PIEDIMONTE MATESE / Verso le Amministrative 2017. Costarella getta la spugna, rassegna le dimissioni da candidato a sindaco: “non tollero due liste” di partito.

“Troppe le manie di protagonismo dei falsi profeti del rinnovamento. Troppe le liste elettorali in preparazione, con candidati che passano impunemente da una parte all’altra”.
“Ho deciso dopo un’attenta riflessione, di rassegnare le dimissioni da candidato Sindaco del Partito democratico della Città di Piedimonte Matese – l’annuncio non tanto a sorpresa di Attilio Costarella.

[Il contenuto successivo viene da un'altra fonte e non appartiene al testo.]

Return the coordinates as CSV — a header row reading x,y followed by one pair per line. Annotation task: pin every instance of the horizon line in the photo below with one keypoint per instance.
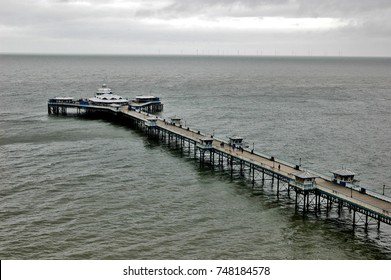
x,y
194,55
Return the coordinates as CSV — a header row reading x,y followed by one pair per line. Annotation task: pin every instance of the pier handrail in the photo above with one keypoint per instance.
x,y
353,199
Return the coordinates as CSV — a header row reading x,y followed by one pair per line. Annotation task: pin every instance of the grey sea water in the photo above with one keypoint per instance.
x,y
79,188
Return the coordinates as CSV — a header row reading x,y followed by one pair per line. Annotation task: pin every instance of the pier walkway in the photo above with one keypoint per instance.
x,y
366,207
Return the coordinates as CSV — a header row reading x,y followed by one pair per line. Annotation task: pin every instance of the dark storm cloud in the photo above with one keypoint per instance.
x,y
194,22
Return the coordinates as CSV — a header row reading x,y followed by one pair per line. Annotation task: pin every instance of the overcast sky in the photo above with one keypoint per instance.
x,y
246,27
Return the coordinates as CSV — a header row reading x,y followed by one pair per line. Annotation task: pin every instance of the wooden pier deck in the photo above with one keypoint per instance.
x,y
366,207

Come candidato unico del Pd, non riesco più a tollerare in alcun modo che nel suo interno siano in preparazione due liste: l’una che fa capo al sottoscritto, l’altra a Fabio Civitillo, addirittura espressione del consigliere regionale Gennaro Oliviero che, con una irrituale fuga in avanti, ha concorso a determinare una insanabile e profonda spaccatura in due tronconi del partito. Il mio appello ad anteporre la unità del partito alle pur legittime ambizioni personali è caduto nel vuoto – continua l’ex assessore della giunta Cappello. Scarsa è stata al riguardo la incisività dei vertici del partito. A nulla è valsa la mia considerazione che le fratture in una compagine politica si pagano con i voti elettorali. Troppe le manie di protagonismo dei falsi profeti del rinnovamento. Troppe le liste elettorali in preparazione, con candidati che passano impunemente da una parte all’altra senza preservare la propria identità e la propria ideologia, creando confusione e sconcerto nei cittadini. Con senso di responsabilità, dunque, mi faccio da parte. Ringrazio i tanti amici – conclude il medico mutualista – i simpatizzanti, i cittadini che in questi anni hanno riposto in me la loro stima, la loro fiducia, il loro incoraggiamento. Auguro a tutte le parti in causa buon lavoro, nell’esclusivo interesse della beneamata Città di Piedimonte Matese”.